8. Take Care Of The Animal And Make It Comfortable
If you can take the animal directly home, make sure you have a cozy place for it. This will help a lot with the fear and sense of disorientation that it must be experiencing. Give it food and water, but don't force it to eat. Your first priority in terms of care, however, is notifying animal control that you found a stray, and telling them about any forms of identification it might have.
9. Put Out Ads Everywhere You Can
This animal might be someone's pet, and that person might be frantically looking for it. Put out ads on Facebook, on Craigslist, on telephone poles, in the newspaper, and everywhere else that you can think of.
10. Follow The Golden Rule
The golden rule applies here and everywhere else. If someone found your lost pet, what would you want them to do? Think about that, and do exactly that for the lost pet that you've found yourself.

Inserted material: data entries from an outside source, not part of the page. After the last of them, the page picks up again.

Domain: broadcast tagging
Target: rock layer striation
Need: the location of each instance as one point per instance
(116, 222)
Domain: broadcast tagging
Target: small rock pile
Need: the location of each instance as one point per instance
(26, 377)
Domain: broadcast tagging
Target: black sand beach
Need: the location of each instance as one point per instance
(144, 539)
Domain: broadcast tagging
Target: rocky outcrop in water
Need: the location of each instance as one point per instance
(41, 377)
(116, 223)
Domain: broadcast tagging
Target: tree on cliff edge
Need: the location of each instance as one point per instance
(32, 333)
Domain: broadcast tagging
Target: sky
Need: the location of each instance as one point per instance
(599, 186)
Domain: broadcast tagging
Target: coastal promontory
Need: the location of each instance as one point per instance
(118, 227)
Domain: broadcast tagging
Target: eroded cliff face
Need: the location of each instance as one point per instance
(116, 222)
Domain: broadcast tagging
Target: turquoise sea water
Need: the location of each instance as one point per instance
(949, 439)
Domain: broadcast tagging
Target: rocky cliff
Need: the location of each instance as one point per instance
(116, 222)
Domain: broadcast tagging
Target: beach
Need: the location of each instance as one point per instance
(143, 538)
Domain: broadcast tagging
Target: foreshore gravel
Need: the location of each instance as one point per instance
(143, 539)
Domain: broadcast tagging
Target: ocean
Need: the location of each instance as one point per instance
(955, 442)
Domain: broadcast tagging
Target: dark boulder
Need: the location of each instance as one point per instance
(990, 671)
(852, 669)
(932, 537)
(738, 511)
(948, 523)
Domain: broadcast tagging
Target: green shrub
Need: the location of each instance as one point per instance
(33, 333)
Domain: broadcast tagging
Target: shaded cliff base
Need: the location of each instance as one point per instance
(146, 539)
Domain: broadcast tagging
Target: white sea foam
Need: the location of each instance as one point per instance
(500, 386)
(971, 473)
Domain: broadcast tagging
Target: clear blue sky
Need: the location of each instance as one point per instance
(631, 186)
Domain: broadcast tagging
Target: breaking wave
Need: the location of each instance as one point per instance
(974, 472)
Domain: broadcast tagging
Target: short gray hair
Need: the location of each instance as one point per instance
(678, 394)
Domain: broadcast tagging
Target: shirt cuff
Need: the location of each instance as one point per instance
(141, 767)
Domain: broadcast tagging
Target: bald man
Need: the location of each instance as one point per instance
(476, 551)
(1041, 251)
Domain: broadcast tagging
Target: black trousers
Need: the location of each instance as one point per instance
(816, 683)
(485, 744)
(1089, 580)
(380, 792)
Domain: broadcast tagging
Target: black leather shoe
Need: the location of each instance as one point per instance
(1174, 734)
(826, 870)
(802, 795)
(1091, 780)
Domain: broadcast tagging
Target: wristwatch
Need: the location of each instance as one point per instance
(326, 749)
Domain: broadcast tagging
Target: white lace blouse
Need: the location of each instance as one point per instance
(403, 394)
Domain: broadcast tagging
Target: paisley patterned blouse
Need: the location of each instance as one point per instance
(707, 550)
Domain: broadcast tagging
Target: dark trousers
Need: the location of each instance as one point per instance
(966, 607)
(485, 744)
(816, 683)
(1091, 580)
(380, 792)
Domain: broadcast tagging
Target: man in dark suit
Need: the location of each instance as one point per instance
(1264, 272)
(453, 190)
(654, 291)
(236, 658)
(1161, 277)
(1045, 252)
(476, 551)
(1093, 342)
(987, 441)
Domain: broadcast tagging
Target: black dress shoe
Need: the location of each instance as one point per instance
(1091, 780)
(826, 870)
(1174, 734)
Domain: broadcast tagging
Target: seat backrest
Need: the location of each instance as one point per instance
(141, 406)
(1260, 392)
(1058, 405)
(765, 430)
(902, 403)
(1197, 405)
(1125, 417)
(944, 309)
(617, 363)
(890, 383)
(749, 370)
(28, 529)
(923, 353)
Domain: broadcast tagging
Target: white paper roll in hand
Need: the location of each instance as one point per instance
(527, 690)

Remember, part of that is preparing for the moment you have to give the animal up if you're able to find its owner.
11. Donate To Your Local Animal Shelter
If you're just not in a position to help a stray animal yourself, that's totally fine and completely understandable. However, if you still want to do something to ensure that animals affected by Hurricane Matthew get the care they need, the best way to do that is to donate as much as you can to your local animal shelter, ASPCA, or any other organization working to help them. After Hurricane Sandy, celebrity chef Rachael Ray donated $500,000 to help local displaced animals. That's probably out of your budget, but even $10 or $20 could help provide a frightened animal with a good meal and a cozy blanket.